Le remède au péché, c’est Jésus-Christ. Saint Jean Damascène a consacré à l’exposé de sa christologie tout le livre iiie et les chapitres 1-8 du livre iv du De fide orthodoxa, et de plus quelques ouvrages de controverse, le Contra iacobitas, le De natura composita contra acephalos, l’Adversus nestorianos, le De duabus in Christo voluntatibus. Mais on ne pénètre entièrement dans sa pensée qu’à la condition de tenir compte des notions philosophiques dont il s’est inspiré et qui, disséminées dans ses écrits, se trouvent condensées dans la Dialectique.

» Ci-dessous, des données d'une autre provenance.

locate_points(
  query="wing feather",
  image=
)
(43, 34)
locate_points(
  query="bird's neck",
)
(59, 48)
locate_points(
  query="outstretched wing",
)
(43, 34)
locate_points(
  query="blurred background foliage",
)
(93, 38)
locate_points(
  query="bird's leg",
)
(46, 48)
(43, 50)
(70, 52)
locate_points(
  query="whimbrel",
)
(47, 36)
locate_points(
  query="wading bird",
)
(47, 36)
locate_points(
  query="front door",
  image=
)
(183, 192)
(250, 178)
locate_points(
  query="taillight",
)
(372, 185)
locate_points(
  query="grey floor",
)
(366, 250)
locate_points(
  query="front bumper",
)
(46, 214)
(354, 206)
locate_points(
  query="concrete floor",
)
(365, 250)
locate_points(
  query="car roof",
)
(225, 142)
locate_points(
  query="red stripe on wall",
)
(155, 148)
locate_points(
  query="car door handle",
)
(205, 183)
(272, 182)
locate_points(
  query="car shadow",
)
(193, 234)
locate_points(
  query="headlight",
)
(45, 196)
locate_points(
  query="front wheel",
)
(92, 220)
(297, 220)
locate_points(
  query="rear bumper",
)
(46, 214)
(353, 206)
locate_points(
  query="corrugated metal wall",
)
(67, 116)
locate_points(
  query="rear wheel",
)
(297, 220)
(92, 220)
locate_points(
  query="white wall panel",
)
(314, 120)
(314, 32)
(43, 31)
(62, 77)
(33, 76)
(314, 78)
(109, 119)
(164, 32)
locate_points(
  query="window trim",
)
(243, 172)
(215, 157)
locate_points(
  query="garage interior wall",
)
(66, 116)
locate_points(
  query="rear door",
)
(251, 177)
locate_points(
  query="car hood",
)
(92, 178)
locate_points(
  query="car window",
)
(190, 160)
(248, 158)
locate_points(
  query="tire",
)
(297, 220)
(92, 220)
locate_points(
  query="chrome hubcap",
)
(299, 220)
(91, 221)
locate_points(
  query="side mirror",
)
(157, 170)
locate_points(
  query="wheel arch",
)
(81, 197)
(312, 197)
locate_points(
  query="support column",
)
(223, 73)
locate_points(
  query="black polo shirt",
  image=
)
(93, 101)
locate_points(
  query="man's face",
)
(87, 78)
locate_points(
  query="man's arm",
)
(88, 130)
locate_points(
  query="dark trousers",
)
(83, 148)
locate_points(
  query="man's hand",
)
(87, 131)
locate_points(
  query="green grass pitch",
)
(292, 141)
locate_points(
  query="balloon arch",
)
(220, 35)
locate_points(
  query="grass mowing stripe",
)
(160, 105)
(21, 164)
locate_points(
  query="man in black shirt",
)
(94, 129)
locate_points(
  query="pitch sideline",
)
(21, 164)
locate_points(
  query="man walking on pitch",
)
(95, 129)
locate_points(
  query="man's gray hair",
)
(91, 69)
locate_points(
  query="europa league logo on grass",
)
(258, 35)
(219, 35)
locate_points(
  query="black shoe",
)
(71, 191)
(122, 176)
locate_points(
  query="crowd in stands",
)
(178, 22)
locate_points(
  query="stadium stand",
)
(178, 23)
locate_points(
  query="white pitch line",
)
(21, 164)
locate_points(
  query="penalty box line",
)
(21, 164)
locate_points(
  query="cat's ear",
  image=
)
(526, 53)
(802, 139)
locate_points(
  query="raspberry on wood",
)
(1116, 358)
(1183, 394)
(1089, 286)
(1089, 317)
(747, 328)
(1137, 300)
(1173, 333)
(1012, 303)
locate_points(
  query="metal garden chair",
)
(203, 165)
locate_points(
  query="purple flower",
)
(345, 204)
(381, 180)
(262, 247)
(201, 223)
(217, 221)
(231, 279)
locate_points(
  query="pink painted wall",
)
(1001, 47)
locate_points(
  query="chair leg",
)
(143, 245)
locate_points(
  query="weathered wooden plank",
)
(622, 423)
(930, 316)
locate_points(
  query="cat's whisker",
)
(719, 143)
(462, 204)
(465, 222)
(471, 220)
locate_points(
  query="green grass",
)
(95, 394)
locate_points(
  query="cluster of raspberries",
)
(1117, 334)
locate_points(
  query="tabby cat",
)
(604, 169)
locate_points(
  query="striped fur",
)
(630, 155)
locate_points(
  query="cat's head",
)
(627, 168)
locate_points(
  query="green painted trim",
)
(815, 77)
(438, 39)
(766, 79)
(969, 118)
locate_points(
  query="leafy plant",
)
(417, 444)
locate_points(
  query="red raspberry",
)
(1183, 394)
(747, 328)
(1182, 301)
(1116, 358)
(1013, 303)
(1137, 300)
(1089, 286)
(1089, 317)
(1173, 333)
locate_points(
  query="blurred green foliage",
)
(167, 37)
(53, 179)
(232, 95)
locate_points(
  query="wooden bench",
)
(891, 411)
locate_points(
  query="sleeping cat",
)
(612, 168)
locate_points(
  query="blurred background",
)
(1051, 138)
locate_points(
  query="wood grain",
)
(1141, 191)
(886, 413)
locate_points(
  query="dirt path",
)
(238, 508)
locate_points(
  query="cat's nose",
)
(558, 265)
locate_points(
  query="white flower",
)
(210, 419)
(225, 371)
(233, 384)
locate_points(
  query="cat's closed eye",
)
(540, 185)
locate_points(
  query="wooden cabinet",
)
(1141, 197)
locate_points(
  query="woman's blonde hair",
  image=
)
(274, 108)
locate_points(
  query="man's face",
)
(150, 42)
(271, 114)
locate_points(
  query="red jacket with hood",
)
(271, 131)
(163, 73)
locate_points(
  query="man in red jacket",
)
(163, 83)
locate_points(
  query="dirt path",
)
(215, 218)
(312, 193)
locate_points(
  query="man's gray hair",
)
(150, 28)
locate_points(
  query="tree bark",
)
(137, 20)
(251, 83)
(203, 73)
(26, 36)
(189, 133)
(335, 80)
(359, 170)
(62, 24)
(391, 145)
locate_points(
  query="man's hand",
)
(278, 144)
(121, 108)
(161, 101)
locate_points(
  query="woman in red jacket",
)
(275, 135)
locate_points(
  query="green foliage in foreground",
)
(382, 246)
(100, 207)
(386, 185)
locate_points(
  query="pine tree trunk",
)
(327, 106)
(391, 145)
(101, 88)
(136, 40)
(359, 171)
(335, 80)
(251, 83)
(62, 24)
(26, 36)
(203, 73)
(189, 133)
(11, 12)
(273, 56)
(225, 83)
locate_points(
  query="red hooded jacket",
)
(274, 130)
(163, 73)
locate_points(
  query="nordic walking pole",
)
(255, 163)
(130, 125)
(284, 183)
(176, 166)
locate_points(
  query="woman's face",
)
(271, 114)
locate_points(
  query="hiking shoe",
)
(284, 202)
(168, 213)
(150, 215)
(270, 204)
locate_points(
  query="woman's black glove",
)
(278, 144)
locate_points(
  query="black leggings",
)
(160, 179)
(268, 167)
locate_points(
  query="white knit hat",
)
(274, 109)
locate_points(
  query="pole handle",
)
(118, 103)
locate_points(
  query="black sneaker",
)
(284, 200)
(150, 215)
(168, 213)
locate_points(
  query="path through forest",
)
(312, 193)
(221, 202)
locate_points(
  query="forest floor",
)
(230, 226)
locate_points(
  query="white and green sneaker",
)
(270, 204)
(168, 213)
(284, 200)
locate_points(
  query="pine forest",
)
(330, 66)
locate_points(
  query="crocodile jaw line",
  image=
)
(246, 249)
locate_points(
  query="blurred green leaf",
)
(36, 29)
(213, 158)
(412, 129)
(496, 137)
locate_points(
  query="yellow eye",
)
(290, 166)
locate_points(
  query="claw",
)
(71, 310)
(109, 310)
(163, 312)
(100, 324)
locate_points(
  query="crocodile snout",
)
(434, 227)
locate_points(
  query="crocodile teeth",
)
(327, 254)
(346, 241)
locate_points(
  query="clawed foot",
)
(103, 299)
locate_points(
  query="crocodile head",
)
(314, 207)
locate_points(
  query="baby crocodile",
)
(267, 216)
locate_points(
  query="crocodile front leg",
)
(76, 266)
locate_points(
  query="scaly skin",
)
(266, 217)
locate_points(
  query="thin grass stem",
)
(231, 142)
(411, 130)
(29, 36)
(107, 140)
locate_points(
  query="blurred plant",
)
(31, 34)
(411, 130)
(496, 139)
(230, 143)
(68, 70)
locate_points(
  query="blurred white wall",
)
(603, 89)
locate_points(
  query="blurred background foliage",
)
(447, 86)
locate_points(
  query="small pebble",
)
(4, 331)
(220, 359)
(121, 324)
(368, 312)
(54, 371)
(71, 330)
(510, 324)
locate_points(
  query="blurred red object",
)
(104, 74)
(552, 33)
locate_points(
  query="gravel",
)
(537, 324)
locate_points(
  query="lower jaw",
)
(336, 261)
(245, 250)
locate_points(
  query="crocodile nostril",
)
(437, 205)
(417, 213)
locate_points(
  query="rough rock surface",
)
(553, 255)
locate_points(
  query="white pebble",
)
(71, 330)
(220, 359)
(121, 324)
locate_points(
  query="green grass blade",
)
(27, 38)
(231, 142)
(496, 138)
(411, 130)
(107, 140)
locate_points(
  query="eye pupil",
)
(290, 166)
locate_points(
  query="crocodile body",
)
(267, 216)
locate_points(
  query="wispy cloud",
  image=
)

Le corps de Jésus-Christ n’a pas été formé dans le sein de Marie d’une façon lente et progressive : les organes et le corps entier ont eu d’emblée leur configuration parfaite, quoique non pas tout leur développementa. En même temps que le corps était formé, il était animé, et en même temps qu’animé, il était uni au Verbe par l’intermédiaire de l’âme : nul intervalle chronologique concevable entre ces trois opérations : ἅμα σὰρξ, ἅμα ϑεοῦ λόγου σὰρξ, ἅμα σὰρξ ἔμψυχος, λοφική τε καὶ νοερά.
a – III, 2, col. 933 ; De duab. volunt., 38, col. 177. Dans ce dernier passage, saint Jean invoque l’autorité de saint Basile, Oratio in Christi natalis diem. Les numéros 30 et 37 du De duab. volunt. contiennent de curieuses indications sur l’idée que l’on se faisait alors du- corps du Sauveur.

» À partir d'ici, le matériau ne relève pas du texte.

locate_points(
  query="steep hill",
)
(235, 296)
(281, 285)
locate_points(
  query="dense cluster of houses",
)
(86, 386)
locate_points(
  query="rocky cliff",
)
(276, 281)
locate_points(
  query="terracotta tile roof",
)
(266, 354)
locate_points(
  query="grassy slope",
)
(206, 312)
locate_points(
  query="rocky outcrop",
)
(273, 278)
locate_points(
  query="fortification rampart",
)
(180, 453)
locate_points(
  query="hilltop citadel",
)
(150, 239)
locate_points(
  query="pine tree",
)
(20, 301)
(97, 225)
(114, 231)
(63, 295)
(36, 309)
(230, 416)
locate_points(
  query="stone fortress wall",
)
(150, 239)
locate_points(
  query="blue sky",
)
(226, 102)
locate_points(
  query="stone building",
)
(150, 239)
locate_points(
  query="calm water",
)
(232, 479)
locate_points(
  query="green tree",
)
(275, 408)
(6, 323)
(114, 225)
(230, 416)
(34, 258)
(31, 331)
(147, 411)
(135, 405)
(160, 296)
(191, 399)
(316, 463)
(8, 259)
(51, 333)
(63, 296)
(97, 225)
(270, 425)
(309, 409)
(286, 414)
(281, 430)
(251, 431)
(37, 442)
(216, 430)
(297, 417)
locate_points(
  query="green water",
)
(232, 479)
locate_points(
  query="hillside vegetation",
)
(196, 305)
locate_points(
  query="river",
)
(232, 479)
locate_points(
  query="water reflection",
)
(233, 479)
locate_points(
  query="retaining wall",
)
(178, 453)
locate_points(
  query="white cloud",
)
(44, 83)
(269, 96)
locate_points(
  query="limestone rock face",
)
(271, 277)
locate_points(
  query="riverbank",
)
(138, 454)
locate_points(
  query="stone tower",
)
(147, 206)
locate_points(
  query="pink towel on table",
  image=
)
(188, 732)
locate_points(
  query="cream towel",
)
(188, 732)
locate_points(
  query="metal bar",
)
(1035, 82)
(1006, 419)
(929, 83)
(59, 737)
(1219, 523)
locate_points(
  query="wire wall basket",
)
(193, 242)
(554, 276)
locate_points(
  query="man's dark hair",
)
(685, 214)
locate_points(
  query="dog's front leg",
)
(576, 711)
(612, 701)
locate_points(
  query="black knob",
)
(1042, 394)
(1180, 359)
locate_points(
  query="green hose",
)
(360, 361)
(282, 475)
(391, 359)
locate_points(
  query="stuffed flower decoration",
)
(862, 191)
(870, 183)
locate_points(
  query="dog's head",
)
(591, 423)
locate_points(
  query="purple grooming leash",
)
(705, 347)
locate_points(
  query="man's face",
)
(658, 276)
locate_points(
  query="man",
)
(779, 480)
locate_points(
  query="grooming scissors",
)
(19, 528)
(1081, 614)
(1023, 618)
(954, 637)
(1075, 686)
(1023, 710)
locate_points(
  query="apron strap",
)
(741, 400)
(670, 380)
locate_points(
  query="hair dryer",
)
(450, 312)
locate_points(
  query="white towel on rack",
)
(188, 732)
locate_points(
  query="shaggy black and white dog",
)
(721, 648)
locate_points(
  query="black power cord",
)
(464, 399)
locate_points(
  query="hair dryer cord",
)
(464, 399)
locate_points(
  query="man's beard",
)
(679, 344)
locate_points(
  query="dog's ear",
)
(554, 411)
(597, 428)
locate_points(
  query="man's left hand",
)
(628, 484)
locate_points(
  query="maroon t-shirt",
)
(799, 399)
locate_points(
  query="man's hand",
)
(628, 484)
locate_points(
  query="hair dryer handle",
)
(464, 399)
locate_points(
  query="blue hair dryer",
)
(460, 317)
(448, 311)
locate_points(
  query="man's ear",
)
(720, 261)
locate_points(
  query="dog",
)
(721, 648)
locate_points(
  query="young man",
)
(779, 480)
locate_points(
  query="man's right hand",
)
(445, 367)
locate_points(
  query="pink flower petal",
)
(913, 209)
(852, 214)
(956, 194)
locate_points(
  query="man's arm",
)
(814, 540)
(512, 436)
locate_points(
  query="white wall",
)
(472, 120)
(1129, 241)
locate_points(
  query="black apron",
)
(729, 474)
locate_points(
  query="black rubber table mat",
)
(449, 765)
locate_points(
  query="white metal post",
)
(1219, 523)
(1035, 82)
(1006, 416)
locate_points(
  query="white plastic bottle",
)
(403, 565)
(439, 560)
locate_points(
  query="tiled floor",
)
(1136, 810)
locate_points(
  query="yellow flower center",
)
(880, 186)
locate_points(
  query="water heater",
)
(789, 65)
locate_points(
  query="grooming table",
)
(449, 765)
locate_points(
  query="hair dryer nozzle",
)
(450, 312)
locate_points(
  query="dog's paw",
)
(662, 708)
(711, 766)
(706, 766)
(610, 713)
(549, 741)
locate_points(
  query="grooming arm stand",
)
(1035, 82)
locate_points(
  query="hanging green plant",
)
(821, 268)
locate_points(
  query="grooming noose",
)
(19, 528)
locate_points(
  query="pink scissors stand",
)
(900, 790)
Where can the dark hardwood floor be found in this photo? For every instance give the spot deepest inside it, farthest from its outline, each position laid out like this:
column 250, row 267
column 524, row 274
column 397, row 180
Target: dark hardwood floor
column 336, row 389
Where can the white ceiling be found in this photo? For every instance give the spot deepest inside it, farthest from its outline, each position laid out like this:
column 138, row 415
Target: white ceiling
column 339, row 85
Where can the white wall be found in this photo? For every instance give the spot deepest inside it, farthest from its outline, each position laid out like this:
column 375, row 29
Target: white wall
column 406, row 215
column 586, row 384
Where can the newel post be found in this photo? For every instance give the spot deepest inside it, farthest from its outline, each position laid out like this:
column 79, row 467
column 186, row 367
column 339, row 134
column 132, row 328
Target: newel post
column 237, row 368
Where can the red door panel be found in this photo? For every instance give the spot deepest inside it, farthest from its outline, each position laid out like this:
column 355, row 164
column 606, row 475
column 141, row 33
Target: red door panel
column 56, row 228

L’humanité ainsi prise par le Verbe n’est pas l’humanité abstraite, considérée ψιλῇ ϑεωρίᾳ, ni l’humanité concrète telle qu’elle existe dans tous les hommes en qui elle est réalisée (car le Verbe ne s’est pas uni à tous les individus humains), mais c’est une humanité individuelle, bien qu’elle n’ait été individu et personne que dans le Verbe et par le Verbe. Toutefois, comme la nature est tout entière, suivant ce qui la constitue, dans tous les individus de la même espèce, il est vrai de conclure que le Verbe s’est uni à toute la nature humaine, et qu’en lui notre nature est ressuscitée et montée au ciel. Voilà pourquoi saint Paul dit que Dieu nous a conressuscités en Jésus-Christ, encore que nous n’ayons pas été personnellement ressuscités. Et il est vrai aussi de conclure que toute la nature divine s’est unie, dans le Verbe et par lui, à la nature humaine, encore que le Verbe seul se soit incarné, et que le Père et le Saint-Esprit se soient unis à l’humanité seulement κατ᾽ εὐδοκίαν καὶ βούλησινb.

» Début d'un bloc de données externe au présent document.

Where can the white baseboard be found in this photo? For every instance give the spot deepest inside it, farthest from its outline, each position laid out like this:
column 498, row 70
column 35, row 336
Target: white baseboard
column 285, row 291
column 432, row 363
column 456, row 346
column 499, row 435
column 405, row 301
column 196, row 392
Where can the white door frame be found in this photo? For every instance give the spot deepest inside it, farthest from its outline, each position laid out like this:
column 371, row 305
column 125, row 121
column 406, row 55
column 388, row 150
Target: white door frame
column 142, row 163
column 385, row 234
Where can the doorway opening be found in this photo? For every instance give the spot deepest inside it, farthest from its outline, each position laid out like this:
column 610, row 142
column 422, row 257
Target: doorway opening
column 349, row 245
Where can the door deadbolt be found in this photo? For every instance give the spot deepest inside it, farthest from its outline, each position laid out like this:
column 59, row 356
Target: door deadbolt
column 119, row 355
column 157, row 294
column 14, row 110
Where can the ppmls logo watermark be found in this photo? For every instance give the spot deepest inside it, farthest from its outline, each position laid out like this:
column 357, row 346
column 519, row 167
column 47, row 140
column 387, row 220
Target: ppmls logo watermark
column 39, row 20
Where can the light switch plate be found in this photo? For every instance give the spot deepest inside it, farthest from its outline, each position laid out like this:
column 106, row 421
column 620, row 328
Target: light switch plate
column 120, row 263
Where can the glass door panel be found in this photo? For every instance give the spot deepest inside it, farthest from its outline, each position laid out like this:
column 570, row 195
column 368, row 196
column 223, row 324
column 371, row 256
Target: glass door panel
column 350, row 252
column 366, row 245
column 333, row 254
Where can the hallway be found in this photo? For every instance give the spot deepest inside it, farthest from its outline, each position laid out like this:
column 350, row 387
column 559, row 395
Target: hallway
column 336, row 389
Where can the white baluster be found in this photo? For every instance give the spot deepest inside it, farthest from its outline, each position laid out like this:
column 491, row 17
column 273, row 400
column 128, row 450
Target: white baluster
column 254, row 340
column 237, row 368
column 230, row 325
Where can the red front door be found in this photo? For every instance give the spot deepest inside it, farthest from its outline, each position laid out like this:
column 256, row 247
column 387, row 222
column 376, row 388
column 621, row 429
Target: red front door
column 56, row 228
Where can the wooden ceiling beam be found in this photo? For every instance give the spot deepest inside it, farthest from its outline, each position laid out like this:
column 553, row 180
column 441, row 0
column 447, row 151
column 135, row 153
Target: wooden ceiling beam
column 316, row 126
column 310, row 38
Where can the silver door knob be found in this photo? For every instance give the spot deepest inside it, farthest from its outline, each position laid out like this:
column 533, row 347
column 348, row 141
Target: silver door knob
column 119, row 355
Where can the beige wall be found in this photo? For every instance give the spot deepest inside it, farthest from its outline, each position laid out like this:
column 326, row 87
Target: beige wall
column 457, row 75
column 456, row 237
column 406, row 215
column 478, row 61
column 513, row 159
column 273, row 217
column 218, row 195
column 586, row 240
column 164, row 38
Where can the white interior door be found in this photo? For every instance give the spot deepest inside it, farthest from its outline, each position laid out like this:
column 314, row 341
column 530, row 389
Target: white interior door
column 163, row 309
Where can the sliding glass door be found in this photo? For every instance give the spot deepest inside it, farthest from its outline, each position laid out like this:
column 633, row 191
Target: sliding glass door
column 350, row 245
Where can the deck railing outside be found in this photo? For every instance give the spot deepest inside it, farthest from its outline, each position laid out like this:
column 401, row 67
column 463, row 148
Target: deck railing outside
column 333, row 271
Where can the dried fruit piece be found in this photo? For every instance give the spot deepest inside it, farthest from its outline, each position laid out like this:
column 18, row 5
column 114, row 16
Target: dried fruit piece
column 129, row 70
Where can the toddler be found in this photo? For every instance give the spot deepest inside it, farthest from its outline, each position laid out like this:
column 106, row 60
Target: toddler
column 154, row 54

b – Saint Jean l’appelle encore οὐσιωδής, c’est-à-dire véritable et réelle, pour la distinguer de l’union κατὰ φαντασίαν.
Cette union du Verbe avec l’humanité est κατὰ σύνϑεσιν ἤγουν καϑ᾽ ὑπόστασιν, et le Damascène, pour défendre à la fois la dualité des natures et l’unité de personne en Jésus-Christ contre les monophysites et les nestoriens, nous présente absolument les mêmes définitions et théories philosophiques que Léonce de Byzance. L’hypostase ne se confond pas tout à fait avec la substance individuelle concrète : « L’hypostase est le particulier subsistant à part soi : c’est une substance avec ses accidents, qui jouit d’une existence indépendante, propre et séparée des autres hypostases en acte et en fait. » Il n’y a pas de nature ἀνυπόστατος pas plus que d’hypostase ἀνοούσιος.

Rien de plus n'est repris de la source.